I've looked at your pointers but I can't get it started. any help will be appreciated.


(Willh) #3

Hi Thando,

 

The process below lists XML documents from a source system. It retrieves them then transforms so that they can be used by the import script.

 

The bash script looks like this

#!/bin/bash

set -e

URL=http://example.com/matrix_import_profiles.xml

MATRIX_ROOT=/home/www/example/matrix
XSL=/home/www/example/scripts/data/matrix_import_example_update.xsl

TMPDIR=$(mktemp -d /tmp/example-cron.XXXXXXXXXX)

cd ${TMPDIR}
wget -O matrix_import_profiles.xml ${URL}
xsltproc -o matrix_update_profiles_run.xml
${XSL} matrix_import_profiles.xml

php /home/www/example/matrix/scripts/import/import_from_xml.php
${MATRIX_ROOT} matrix_update_profiles_run.xml

cd /tmp
\rm -rf ${TMPDIR}

My XML master file is generated by Matrix. It's very simple, so producing Well Formed XML isn't a problem.

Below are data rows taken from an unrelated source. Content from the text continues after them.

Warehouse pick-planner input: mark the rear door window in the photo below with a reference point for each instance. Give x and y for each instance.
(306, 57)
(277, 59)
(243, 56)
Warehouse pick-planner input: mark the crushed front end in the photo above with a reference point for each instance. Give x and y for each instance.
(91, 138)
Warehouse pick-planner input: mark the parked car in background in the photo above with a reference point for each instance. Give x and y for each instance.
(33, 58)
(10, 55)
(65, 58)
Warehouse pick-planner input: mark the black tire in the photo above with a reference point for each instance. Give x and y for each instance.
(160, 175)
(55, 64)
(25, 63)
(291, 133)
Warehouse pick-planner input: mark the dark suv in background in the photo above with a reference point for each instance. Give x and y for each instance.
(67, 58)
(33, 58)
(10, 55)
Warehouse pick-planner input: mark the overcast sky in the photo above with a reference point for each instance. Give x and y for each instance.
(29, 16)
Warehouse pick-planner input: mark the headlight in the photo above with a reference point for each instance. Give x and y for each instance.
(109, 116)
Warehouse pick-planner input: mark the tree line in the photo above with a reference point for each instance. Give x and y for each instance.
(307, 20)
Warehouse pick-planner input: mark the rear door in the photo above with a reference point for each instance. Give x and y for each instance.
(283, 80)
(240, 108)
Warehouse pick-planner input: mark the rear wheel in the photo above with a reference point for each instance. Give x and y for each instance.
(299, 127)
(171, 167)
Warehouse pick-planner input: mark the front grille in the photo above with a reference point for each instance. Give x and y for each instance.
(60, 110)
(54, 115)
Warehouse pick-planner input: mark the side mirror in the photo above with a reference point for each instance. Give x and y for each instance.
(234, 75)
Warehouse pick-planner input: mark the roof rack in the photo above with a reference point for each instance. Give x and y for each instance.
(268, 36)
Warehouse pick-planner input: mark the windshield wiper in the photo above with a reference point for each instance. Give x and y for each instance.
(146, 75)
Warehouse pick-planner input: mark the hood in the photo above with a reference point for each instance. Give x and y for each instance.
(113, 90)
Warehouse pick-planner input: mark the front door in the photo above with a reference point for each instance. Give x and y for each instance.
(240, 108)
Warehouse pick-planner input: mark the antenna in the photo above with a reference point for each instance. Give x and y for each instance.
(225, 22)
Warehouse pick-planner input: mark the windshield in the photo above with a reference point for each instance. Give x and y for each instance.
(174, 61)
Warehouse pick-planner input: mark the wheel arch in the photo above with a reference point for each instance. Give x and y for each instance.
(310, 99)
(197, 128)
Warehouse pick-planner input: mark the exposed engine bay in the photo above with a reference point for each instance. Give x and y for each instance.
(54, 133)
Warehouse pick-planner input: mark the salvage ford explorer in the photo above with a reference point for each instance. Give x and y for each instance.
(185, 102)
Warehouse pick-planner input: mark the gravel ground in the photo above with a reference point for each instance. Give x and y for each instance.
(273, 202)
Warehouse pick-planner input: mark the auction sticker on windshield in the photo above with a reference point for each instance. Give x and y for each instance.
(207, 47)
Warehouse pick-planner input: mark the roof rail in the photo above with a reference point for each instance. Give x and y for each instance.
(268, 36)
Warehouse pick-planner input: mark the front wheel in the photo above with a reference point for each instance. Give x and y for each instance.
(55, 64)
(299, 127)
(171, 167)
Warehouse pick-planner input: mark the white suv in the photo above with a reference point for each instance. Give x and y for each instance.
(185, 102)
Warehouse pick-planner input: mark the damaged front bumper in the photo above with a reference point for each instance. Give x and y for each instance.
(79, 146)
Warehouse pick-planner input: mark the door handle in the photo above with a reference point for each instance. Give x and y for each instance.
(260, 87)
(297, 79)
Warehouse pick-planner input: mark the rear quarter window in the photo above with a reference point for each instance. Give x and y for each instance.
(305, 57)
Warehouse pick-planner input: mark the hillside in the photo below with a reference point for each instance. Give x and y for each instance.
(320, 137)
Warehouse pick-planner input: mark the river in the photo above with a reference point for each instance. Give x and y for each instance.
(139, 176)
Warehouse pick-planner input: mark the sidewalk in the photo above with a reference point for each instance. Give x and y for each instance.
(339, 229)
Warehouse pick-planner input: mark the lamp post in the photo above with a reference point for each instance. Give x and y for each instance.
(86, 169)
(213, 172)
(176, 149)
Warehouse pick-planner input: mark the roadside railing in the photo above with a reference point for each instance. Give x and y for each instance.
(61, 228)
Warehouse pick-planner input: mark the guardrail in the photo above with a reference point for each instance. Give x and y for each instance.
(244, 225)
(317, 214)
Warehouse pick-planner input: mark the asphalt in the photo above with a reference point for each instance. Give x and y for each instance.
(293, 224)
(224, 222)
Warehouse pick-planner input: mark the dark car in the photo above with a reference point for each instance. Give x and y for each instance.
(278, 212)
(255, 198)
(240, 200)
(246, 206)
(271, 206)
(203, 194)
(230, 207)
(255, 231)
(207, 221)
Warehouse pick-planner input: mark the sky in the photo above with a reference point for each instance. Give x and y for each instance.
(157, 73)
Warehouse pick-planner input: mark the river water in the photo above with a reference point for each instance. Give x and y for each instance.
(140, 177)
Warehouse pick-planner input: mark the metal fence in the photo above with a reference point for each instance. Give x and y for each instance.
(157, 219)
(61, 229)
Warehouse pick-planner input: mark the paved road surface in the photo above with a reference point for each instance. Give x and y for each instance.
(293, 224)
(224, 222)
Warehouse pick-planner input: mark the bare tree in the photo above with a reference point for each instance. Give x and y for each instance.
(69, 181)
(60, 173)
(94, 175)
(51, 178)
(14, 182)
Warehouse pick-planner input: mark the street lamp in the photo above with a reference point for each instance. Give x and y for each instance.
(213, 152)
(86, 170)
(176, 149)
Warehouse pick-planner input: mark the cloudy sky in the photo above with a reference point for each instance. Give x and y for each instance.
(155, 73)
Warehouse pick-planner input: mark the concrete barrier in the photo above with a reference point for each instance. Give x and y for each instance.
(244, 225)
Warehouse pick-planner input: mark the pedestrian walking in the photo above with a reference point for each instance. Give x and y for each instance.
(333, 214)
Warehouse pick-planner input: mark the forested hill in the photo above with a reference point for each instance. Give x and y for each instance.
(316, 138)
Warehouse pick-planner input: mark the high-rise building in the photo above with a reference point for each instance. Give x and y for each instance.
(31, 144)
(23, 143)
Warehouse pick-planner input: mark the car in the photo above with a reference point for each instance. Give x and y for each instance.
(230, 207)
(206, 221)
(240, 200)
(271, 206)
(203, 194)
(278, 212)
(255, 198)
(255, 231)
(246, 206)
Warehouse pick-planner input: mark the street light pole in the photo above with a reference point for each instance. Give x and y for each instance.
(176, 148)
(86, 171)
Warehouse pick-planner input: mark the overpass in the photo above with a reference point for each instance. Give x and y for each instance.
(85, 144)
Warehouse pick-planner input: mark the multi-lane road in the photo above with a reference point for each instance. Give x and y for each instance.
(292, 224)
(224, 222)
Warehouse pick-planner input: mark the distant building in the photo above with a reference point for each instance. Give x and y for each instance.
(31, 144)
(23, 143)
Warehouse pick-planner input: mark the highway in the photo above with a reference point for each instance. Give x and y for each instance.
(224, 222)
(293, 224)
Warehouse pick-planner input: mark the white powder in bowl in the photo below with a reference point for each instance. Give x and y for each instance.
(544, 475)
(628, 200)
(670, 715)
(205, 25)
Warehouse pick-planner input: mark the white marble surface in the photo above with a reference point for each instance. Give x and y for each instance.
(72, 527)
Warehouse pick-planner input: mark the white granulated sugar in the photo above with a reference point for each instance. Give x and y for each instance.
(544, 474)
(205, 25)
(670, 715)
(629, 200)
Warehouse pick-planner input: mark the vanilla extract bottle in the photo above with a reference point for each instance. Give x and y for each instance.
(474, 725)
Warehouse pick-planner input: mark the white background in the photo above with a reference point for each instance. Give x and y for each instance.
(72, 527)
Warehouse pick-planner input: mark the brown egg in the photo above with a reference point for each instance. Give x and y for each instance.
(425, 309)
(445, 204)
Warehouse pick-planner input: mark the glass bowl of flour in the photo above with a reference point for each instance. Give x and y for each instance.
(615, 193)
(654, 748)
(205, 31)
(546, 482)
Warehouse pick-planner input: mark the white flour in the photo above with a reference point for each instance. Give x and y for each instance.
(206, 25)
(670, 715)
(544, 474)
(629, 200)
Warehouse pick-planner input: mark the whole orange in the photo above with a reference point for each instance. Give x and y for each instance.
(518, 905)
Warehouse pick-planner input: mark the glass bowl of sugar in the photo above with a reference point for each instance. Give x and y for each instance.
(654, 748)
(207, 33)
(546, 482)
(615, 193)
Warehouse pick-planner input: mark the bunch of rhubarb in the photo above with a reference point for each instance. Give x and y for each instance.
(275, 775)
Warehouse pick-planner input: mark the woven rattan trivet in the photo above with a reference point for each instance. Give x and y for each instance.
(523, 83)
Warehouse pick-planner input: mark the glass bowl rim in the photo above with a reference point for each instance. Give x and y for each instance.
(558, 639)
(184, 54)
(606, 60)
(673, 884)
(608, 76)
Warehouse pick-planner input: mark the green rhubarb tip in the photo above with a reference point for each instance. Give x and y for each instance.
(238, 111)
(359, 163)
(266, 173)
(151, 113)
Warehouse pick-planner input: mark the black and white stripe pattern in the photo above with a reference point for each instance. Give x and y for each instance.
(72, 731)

<?xml version="1.0" encoding="UTF-8"?>
<profile>
  <data filename="http://example.com/pi.php?id=1953" matrixid="8987" />
</profile>

The XSLT starts like this

<?xml version="1.0" encoding="UTF-8"?>
<xsl:stylesheet xmlns:xsl="http://www.w3.org/1999/XSL/Transform" version="1.0">
    <xsl:output method="xml" />
    <xsl:template match="/">
        <actions>
            <xsl:for-each select="/profile/data">
                <xsl:variable name="assetid" select="@matrixid"/>
                <xsl:for-each select="document(@filename)">
                    <action>
                        <action_id><xsl:value-of select="pi/pi_key"/>_path</action_id>
                        <action_type>add_web_path</action_type>
                        <asset><xsl:value-of select="$assetid"/></asset>
                        <path><xsl:value-of select="pi/pi_key"/></path>
                    </action>
                    <action>
                        <action_id><xsl:value-of select="pi/pi_key"/>_name</action_id>
                        <action_type>set_attribute_value</action_type>
                        <asset><xsl:value-of select="$assetid"/></asset>
                        <attribute>name</attribute>
                        <value><xsl:value-of select="pi/pi_surname"/><xsl:text>, </xsl:text><xsl:value-of select="substring(pi/forenames,1,1)"/></value>
                    </action>

Later parts cope with empty fields, non-compliant characters etc - deeper XSLT stuff which are outside the scope of this post. The most important bit is the command in XSLT1 <xsl:for-each select="document(@filename)"> which retrieves the documents from the web.

 

The retrieved input XML starts like this:

<?xml version="1.0" encoding="UTF-8"?>
    <pi id="1953">
        <pi_key>person_person</pi_key>
        <title>Dr</title>
        <forenames>Person</forenames>
        <middle_initial/>
        <pi_surname>Person</pi_surname>
        <name_suffixes/>
        <display_name>Dr Person Person</display_name>

Check the documentation for the desired output. You can't exactly cut and paste what I've shown here but I hope it will get you started.

 

 

hth,

Will


(Tmlalazi) #4

Thx, I had already gone as far as preparing the XML. The issue for me now is with the actions as I already have the assets created and just want to update their metadata. But great help anyway you've opened my eyes to something else I can do with other parts of the site.